At Seismic, ERGs are called Communities of Belonging (COBs) and represent several dimensions of diversity (i.e., women; African Americans/blacks, indigenous, and people of color (BIPOC); Asian Americans and Pacific Islanders (AAPI); veterans; LGBTQIA+; parents and guardians; the international community; those with disabilities; Hispanics/Latinx). Each COB leverages and develops the unique contributions of its members and allies to foster a culture of belonging and promote an inclusive work environment, Mayers says.

Organizational Reach of DEI Efforts

Just as the entire organization should support the company’s DEI efforts, the DEI team should be empowered to exert influence throughout the organization. This includes everything from hiring to talent development and employee satisfaction to compensation.

“Seismic encourages personal and professional growth and connects with employees from day one by providing an inclusive onboarding experience,” says Mayers. “Ensuring diversity of participants in the LEAD program, a program for high potential employees, and incorporating diversity topics in their workshops continues to grow. Our Communities of Belonging provide a shared sense of belonging, a safe space and support to a variety of identities.

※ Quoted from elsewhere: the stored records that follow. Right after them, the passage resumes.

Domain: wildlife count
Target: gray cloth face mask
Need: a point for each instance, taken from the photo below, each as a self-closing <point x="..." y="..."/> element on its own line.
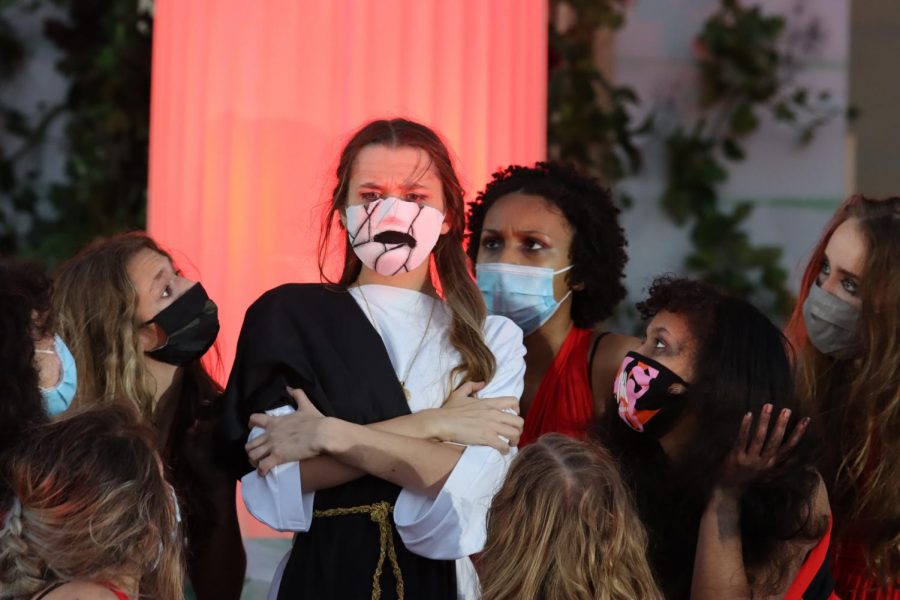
<point x="832" y="324"/>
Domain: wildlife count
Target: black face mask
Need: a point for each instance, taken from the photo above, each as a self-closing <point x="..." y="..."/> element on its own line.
<point x="642" y="393"/>
<point x="191" y="324"/>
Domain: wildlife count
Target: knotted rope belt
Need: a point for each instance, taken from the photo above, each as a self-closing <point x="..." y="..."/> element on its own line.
<point x="380" y="513"/>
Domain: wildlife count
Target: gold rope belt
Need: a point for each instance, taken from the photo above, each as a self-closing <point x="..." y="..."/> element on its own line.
<point x="380" y="514"/>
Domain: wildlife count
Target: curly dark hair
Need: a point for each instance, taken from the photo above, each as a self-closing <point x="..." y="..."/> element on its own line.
<point x="742" y="362"/>
<point x="598" y="242"/>
<point x="24" y="291"/>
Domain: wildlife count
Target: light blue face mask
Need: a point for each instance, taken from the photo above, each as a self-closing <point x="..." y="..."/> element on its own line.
<point x="521" y="293"/>
<point x="59" y="397"/>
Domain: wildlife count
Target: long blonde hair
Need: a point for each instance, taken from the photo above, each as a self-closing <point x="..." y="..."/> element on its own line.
<point x="563" y="527"/>
<point x="89" y="504"/>
<point x="94" y="302"/>
<point x="859" y="399"/>
<point x="450" y="262"/>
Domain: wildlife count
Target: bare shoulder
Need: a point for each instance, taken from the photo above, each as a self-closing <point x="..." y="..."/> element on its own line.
<point x="81" y="590"/>
<point x="611" y="349"/>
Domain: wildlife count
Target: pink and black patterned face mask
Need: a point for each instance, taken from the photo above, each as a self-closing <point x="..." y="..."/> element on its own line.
<point x="642" y="393"/>
<point x="393" y="236"/>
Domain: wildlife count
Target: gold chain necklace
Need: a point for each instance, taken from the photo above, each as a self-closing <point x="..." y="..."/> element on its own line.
<point x="418" y="348"/>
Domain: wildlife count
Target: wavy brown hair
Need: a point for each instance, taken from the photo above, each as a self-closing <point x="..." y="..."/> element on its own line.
<point x="450" y="262"/>
<point x="859" y="399"/>
<point x="563" y="527"/>
<point x="91" y="504"/>
<point x="95" y="304"/>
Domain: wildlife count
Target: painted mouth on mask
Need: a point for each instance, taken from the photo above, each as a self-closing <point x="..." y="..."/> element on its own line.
<point x="395" y="237"/>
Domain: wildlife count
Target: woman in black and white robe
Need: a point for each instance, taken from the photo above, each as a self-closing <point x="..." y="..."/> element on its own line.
<point x="382" y="370"/>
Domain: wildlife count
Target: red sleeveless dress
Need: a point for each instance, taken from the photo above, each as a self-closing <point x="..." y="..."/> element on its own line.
<point x="564" y="402"/>
<point x="852" y="577"/>
<point x="814" y="581"/>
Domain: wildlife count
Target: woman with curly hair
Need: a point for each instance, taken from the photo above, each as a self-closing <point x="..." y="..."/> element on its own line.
<point x="563" y="527"/>
<point x="732" y="509"/>
<point x="91" y="515"/>
<point x="846" y="327"/>
<point x="551" y="256"/>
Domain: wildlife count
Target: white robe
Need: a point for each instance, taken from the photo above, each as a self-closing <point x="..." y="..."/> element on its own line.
<point x="452" y="525"/>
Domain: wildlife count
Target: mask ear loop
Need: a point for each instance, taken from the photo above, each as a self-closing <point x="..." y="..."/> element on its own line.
<point x="59" y="377"/>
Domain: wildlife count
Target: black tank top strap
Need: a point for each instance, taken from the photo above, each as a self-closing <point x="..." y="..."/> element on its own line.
<point x="591" y="355"/>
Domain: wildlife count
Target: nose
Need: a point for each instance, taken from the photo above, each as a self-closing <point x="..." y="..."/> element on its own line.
<point x="830" y="285"/>
<point x="182" y="285"/>
<point x="509" y="255"/>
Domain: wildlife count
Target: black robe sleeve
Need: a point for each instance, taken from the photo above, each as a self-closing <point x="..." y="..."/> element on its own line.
<point x="318" y="339"/>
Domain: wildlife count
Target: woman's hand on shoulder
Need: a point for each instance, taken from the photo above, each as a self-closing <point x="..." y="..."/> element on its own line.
<point x="288" y="438"/>
<point x="606" y="362"/>
<point x="753" y="457"/>
<point x="467" y="419"/>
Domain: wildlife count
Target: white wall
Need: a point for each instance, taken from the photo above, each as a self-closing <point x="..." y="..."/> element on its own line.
<point x="794" y="189"/>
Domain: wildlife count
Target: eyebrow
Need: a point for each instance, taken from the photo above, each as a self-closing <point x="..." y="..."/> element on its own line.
<point x="525" y="231"/>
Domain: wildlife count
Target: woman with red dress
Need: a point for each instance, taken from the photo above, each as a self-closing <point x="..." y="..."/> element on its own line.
<point x="846" y="329"/>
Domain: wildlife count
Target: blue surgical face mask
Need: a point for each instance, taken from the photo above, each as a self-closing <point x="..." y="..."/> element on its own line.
<point x="521" y="293"/>
<point x="59" y="397"/>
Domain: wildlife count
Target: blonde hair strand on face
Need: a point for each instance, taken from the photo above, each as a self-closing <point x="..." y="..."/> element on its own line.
<point x="563" y="527"/>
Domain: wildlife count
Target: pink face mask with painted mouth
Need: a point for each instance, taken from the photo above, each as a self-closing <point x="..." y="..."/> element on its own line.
<point x="393" y="236"/>
<point x="642" y="393"/>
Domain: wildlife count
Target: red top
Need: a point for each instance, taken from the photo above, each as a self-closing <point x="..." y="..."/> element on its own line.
<point x="813" y="581"/>
<point x="564" y="402"/>
<point x="853" y="579"/>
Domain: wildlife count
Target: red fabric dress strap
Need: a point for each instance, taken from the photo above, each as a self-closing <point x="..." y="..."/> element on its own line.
<point x="563" y="402"/>
<point x="814" y="581"/>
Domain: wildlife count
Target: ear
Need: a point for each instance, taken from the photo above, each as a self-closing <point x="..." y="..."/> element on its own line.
<point x="150" y="337"/>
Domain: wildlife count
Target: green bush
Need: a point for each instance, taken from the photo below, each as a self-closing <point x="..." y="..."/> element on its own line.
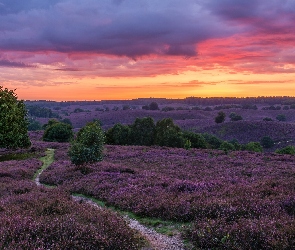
<point x="227" y="146"/>
<point x="281" y="118"/>
<point x="88" y="145"/>
<point x="118" y="135"/>
<point x="197" y="140"/>
<point x="266" y="142"/>
<point x="289" y="150"/>
<point x="57" y="132"/>
<point x="220" y="117"/>
<point x="212" y="141"/>
<point x="142" y="131"/>
<point x="254" y="147"/>
<point x="13" y="121"/>
<point x="168" y="134"/>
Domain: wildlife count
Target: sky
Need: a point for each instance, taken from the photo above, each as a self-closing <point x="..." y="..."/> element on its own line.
<point x="123" y="49"/>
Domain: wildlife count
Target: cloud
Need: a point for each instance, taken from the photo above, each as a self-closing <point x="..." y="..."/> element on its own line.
<point x="7" y="63"/>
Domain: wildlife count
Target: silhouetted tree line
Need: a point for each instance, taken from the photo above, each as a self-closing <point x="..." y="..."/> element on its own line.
<point x="37" y="111"/>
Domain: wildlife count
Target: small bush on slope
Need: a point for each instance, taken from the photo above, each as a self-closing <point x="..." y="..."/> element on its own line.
<point x="88" y="146"/>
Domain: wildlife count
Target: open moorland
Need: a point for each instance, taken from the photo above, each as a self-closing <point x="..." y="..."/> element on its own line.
<point x="190" y="197"/>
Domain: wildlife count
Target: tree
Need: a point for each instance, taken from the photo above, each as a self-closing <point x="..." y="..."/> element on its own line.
<point x="88" y="145"/>
<point x="289" y="150"/>
<point x="142" y="131"/>
<point x="197" y="140"/>
<point x="118" y="135"/>
<point x="168" y="134"/>
<point x="153" y="106"/>
<point x="13" y="121"/>
<point x="254" y="147"/>
<point x="266" y="142"/>
<point x="281" y="118"/>
<point x="234" y="117"/>
<point x="220" y="117"/>
<point x="58" y="131"/>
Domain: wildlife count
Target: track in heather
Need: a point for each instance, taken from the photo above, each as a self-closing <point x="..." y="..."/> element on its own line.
<point x="156" y="240"/>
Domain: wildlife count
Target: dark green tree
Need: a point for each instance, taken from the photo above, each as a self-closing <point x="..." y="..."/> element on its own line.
<point x="289" y="150"/>
<point x="58" y="132"/>
<point x="168" y="134"/>
<point x="281" y="118"/>
<point x="13" y="121"/>
<point x="266" y="142"/>
<point x="254" y="147"/>
<point x="142" y="131"/>
<point x="88" y="145"/>
<point x="118" y="135"/>
<point x="220" y="117"/>
<point x="197" y="140"/>
<point x="153" y="106"/>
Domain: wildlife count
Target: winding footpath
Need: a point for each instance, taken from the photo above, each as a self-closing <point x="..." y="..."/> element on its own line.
<point x="156" y="240"/>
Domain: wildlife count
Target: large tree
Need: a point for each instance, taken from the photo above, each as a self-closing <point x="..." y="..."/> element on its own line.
<point x="13" y="121"/>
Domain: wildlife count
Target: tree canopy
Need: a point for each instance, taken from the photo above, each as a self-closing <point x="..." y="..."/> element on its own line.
<point x="13" y="121"/>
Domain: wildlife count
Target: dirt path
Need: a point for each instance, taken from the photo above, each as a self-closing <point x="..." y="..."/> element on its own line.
<point x="157" y="241"/>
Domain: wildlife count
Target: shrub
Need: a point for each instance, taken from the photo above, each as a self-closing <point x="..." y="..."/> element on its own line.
<point x="254" y="147"/>
<point x="220" y="117"/>
<point x="153" y="106"/>
<point x="13" y="121"/>
<point x="118" y="135"/>
<point x="234" y="117"/>
<point x="227" y="146"/>
<point x="57" y="132"/>
<point x="88" y="145"/>
<point x="289" y="150"/>
<point x="168" y="134"/>
<point x="197" y="140"/>
<point x="213" y="141"/>
<point x="281" y="118"/>
<point x="142" y="131"/>
<point x="266" y="142"/>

We also conduct pay equity analysis to identify any gaps within job functions.”

Seismic has also added diversity questions to its employee engagement surveys to gain insights from employees and ideas for actions to create change and promote inclusion. One of the company’s core values is “We are Inclusive,” Mayers shares. “Our mission, vision, and values are at the foundation of our culture and work environment to support all employees.”

Seismic also takes a holistic approach to recruitment and talent evaluation as part of its broader DEI efforts. “Again, our focus here is really on experience and expertise, rather than credentials,” says Mayers. For instance, requirements like 4-year degrees can keep otherwise incredible candidates from taking on a role that would be a great fit. Recruiters may also unintentionally let bias play a role when evaluating women who took time away from the workforce, she adds.

Seismic believes all candidates deserve equal opportunities and resources for career opportunities. “Seismic supports a culture of careers being a collection of skills and we support career pivots and diversity of thought and experiences,” Mayers notes.

Diversity as a Journey, Not a Destination

DEI is a relatively new discipline in corporate America. Just a couple of decades ago, most companies paid little, if any, attention to diversity, equity, or inclusion. Today, DEI is a key focus of top companies around the country. DEI’s rapid shift in importance, though, hasn’t slowed, and it’s a highly dynamic corporate competency. In this sense, there’s no end point to DEI efforts. It’s a constantly evolving subject matter.

“I think about DEI as a journey—rather than a destination,” says Mayers. “You start by mapping out where you want to go, but along the way, you may need to pivot that plan—or reroute to a new destination. What’s most important is that you keep progress moving.”

Lin Grensing-Pophal is a Contributing Editor at HR Daily Advisor.